Only one pitcher in the last 40 years has lost as many as 20 games in a season. I wouldn’t call losing 20 games common back in the day, but it certainly happened more often than it does now because pitchers routinely made 40-plus starts in those days, and bullpens are so much more involved now. The third time through the order penalty was not a thing teams thought about in the 1970s, you know?

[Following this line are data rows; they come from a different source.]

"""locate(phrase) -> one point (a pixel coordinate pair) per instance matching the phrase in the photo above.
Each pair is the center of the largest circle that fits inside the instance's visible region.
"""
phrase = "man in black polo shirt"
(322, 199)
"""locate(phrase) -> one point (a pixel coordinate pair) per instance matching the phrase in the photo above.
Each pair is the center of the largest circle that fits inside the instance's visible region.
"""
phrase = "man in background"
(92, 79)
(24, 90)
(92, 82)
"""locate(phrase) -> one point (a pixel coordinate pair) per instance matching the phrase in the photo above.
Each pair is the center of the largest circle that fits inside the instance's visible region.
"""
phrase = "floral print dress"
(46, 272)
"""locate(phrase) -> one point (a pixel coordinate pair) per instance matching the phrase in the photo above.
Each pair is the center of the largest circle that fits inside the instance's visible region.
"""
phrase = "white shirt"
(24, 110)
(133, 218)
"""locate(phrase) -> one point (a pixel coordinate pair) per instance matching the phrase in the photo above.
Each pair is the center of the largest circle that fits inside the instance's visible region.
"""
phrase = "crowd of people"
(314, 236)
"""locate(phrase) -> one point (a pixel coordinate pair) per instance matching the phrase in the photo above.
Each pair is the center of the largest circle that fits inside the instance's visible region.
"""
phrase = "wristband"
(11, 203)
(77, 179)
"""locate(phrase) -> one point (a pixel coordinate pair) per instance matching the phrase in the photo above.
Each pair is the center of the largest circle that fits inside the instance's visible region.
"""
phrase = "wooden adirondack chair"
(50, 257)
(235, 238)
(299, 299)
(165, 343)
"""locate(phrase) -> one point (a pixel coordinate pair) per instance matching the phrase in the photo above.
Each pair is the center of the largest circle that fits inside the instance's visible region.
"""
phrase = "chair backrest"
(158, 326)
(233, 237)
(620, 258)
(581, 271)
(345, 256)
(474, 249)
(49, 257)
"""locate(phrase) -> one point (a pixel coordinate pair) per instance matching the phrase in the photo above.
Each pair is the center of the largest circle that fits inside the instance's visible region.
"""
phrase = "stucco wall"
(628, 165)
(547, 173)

These days it will take a special set of circumstances for a pitcher to lose 20 games, and the Nationals and Corbin appear to check all the boxes. A bad team? Check. A bad pitcher with a big contract that keeps him in the rotation? Check. No viable alternatives to replace said pitcher in the rotation? Check again. Without those things in place, the team pulls the ineffective pitcher from the rotation and he doesn’t get a chance to reach 20 losses.

The Nationals skipped one of Corbin’s starts earlier this month and could do so again at some point later this season, though they are short on fill-in starters, and they need someone to chew up innings. Assuming they stay on turn with a normal five-man rotation the rest of the season, Corbin has six starts remaining:

  • Sat., Sept. 3 at Mets
  • Thurs., Sept. 8 at Cardinals
  • Weds., Sept. 14 vs. Orioles
  • Tues., Sept. 20 at Braves
  • Mon., Sept. 26 vs. Braves
  • Sun., Oct. 2 vs. Phillies

Oof, that’s tough. Five starts against teams currently in postseason position plus one against a surprisingly competitive team on the rise and in the hunt. Also, if the Nationals want to skip Corbin’s final start to potentially avoid 20 losses, it’ll be difficult. They have a doubleheader with the Phillies on Oct. 1, and are going to need innings that weekend.

No pitcher has lost more than 20 games since 1974, when Mickey Lolich lost 21 and Bill Bonham, Randy Jones, and Steve Rogers each lost 22. The remaining schedule makes it appear Corbin has a chance to do it. I know it seems like I’m picking on Corbin but that’s not my intent — losing 20 games is a team effort and Washington is 2-7 in the nine games in which Corbin has allowed two or fewer earned runs — I’m just pointing out a little bit of inglorious history. It’s been a while since baseball has seen a 20-game loser and even longer since someone lost more than 20 games. The stars are aligned for it to happen in 2022.